ACI’s Addressing Insider Threat handbook was officially launched at the ACI Asia-Pacific/World Annual General Assembly, Conference and Exhibition being held at the AsiaWorld-Expo in Hong Kong, hosted by Hong Kong International Airport.
It provides airports with advice, information and examples, drawing on the experiences of airports around the world on combatting insider threat and identifies best practices that can form a robust multi-layered security system. The handbook explores the current global threat in this area, including cybersecurity risks, and offers a range of different measures and solutions that can be tailored to the unique local conditions and challenges faced by airports around the world.
This is ACI’s second security handbook, preceded by the 2018 publication of the Landside Security Handbook, and is part of the drive to promote airport excellence through sharing guidance on important security topics.
“Safety and security are top priorities for our industry and recent events show that terrorists continue to try to exploit aviation to do harm, not only from outside the system but also from inside it,” ACI World Director General Angela Gittens said. “The insider threat is posed by people who, willingly or not, facilitate these attacks, where their position of trust and understanding of the system allows them to exploit any vulnerabilities.
“The most efficient mitigation may well be to leverage our own airport communities. The vast majority of airport workers are well-intentioned.

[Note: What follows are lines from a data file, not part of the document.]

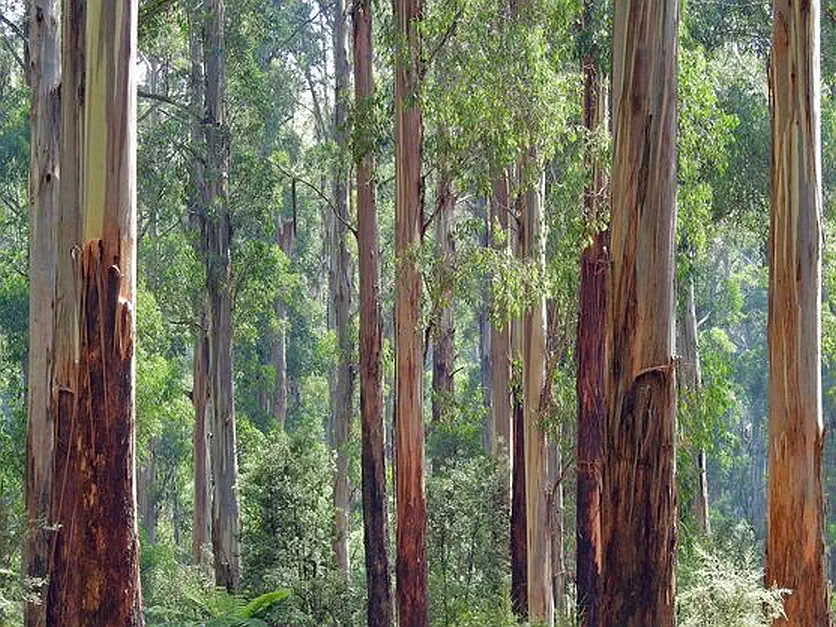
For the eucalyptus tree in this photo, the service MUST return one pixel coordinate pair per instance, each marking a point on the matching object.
(94, 577)
(411, 569)
(44, 179)
(373, 458)
(591, 334)
(638, 504)
(795, 555)
(217, 249)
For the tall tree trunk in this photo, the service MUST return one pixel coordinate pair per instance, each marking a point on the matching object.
(690, 382)
(444, 346)
(202, 403)
(342, 289)
(519, 514)
(501, 336)
(533, 249)
(373, 459)
(201, 386)
(146, 493)
(591, 350)
(483, 214)
(217, 239)
(556, 525)
(286, 239)
(45, 121)
(795, 555)
(95, 574)
(638, 503)
(411, 505)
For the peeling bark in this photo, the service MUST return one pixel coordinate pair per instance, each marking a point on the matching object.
(411, 569)
(638, 501)
(373, 460)
(95, 573)
(44, 170)
(795, 556)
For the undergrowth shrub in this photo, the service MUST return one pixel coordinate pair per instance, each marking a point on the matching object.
(721, 584)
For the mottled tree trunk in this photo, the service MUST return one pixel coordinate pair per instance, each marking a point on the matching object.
(45, 121)
(519, 514)
(202, 403)
(638, 503)
(146, 492)
(444, 340)
(95, 573)
(501, 336)
(795, 555)
(217, 242)
(690, 381)
(592, 410)
(591, 349)
(201, 387)
(556, 526)
(411, 505)
(286, 239)
(373, 459)
(533, 249)
(342, 289)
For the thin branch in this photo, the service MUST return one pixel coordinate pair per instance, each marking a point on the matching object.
(318, 192)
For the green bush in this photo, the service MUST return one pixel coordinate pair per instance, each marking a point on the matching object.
(721, 585)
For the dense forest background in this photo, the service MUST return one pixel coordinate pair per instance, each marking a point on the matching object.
(490, 84)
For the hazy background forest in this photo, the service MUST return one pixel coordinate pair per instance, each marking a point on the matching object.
(489, 86)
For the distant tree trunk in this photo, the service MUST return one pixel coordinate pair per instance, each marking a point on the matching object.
(482, 213)
(519, 513)
(501, 336)
(690, 382)
(146, 493)
(95, 574)
(591, 352)
(44, 207)
(533, 249)
(217, 239)
(286, 239)
(409, 424)
(444, 345)
(344, 392)
(795, 555)
(638, 502)
(556, 526)
(373, 459)
(202, 403)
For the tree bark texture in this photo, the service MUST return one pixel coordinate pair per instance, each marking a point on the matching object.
(519, 514)
(201, 385)
(411, 570)
(444, 346)
(690, 383)
(533, 249)
(638, 504)
(44, 207)
(373, 459)
(95, 573)
(591, 349)
(202, 403)
(501, 336)
(592, 411)
(795, 557)
(217, 241)
(342, 304)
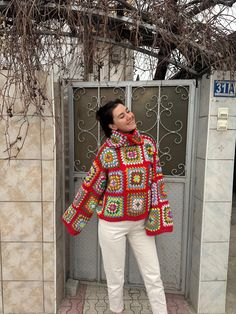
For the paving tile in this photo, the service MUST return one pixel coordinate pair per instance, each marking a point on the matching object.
(93, 299)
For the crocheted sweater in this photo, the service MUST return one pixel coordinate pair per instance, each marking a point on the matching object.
(126, 178)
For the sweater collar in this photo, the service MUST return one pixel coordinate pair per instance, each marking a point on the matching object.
(118, 139)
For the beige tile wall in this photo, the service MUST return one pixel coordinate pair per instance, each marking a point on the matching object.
(28, 213)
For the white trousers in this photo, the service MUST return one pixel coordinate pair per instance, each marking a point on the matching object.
(112, 239)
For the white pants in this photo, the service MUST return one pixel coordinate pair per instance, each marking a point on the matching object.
(112, 239)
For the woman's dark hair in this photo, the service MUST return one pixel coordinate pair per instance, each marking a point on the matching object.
(105, 117)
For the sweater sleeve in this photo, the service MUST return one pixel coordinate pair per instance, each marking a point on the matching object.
(86, 200)
(160, 215)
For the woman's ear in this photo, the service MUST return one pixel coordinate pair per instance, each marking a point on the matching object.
(113, 127)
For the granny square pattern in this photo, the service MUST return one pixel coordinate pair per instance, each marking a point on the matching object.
(114, 207)
(136, 178)
(148, 151)
(115, 182)
(80, 222)
(100, 183)
(154, 220)
(79, 196)
(162, 191)
(155, 198)
(131, 155)
(91, 174)
(109, 158)
(90, 204)
(69, 214)
(167, 215)
(136, 204)
(125, 182)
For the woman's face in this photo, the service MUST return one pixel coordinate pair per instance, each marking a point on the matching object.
(123, 119)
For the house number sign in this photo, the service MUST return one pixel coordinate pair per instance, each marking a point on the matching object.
(224, 88)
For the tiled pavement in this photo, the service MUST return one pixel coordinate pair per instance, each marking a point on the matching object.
(92, 299)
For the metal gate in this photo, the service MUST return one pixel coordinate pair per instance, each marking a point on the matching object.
(163, 110)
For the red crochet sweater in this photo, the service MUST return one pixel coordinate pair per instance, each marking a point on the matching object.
(126, 178)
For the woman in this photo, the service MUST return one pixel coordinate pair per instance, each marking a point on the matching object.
(126, 178)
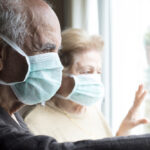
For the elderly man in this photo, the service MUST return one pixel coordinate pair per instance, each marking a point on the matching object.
(30, 73)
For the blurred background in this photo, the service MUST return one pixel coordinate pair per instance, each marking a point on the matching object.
(124, 26)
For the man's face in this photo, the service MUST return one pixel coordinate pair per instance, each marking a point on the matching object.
(43, 36)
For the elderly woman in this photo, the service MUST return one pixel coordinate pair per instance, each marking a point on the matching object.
(76, 116)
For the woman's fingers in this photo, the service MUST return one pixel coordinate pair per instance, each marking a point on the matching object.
(140, 95)
(139, 91)
(141, 121)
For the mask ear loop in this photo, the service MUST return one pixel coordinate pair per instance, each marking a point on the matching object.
(20, 51)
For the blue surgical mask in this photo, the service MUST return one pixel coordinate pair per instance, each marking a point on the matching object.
(88, 89)
(42, 79)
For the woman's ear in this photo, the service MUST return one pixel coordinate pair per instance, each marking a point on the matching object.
(2, 57)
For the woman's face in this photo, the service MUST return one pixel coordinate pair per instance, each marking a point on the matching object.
(86, 62)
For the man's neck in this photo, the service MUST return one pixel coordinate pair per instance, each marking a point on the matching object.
(69, 106)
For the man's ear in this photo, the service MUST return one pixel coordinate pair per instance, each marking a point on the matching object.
(2, 57)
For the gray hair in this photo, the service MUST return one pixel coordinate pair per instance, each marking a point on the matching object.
(13, 21)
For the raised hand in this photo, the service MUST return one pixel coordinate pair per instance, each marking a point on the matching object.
(131, 120)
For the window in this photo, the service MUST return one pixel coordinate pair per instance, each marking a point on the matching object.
(123, 24)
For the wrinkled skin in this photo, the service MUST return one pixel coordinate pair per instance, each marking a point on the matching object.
(43, 36)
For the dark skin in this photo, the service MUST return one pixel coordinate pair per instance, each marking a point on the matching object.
(44, 37)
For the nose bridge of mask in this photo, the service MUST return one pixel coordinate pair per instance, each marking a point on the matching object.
(45, 61)
(20, 51)
(82, 79)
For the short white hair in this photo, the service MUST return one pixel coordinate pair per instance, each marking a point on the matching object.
(13, 21)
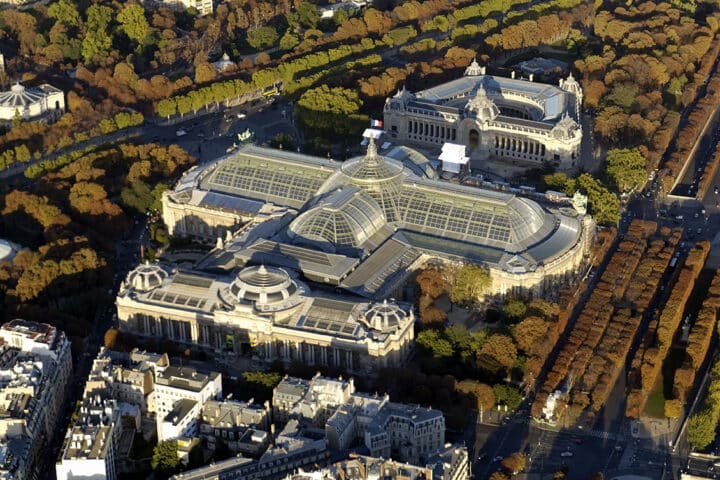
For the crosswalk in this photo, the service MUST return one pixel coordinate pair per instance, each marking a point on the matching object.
(602, 434)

We need to ensure that the security culture is strong and that staff are motivated to perform well, are willing to challenge others and to be challenged.
“We believe a risk-based and outcomes-focused approach to security is best for the industry and we should allow different mitigation techniques to be in place at different airports so long as they achieve a similarly high level of security.
“We are grateful to members of the ACI World Security Standing Committee for their contributions, as well as our World Business Partners, ACI EUROPE, the UK’s Centre for the Protection of National Infrastructure, the International Civil Aviation Organization, and Dominic Nessi of Aero Tech Partners for allowing us to use and reference their material.”
While not all of the measures identified in the handbook will be the responsibility of the airport or appropriate in every context, they will provide useful context for discussions with other stakeholders.
ACI also provides a range of training courses for airport members via the ACI Global Training curriculum tailored to airports’ operational needs.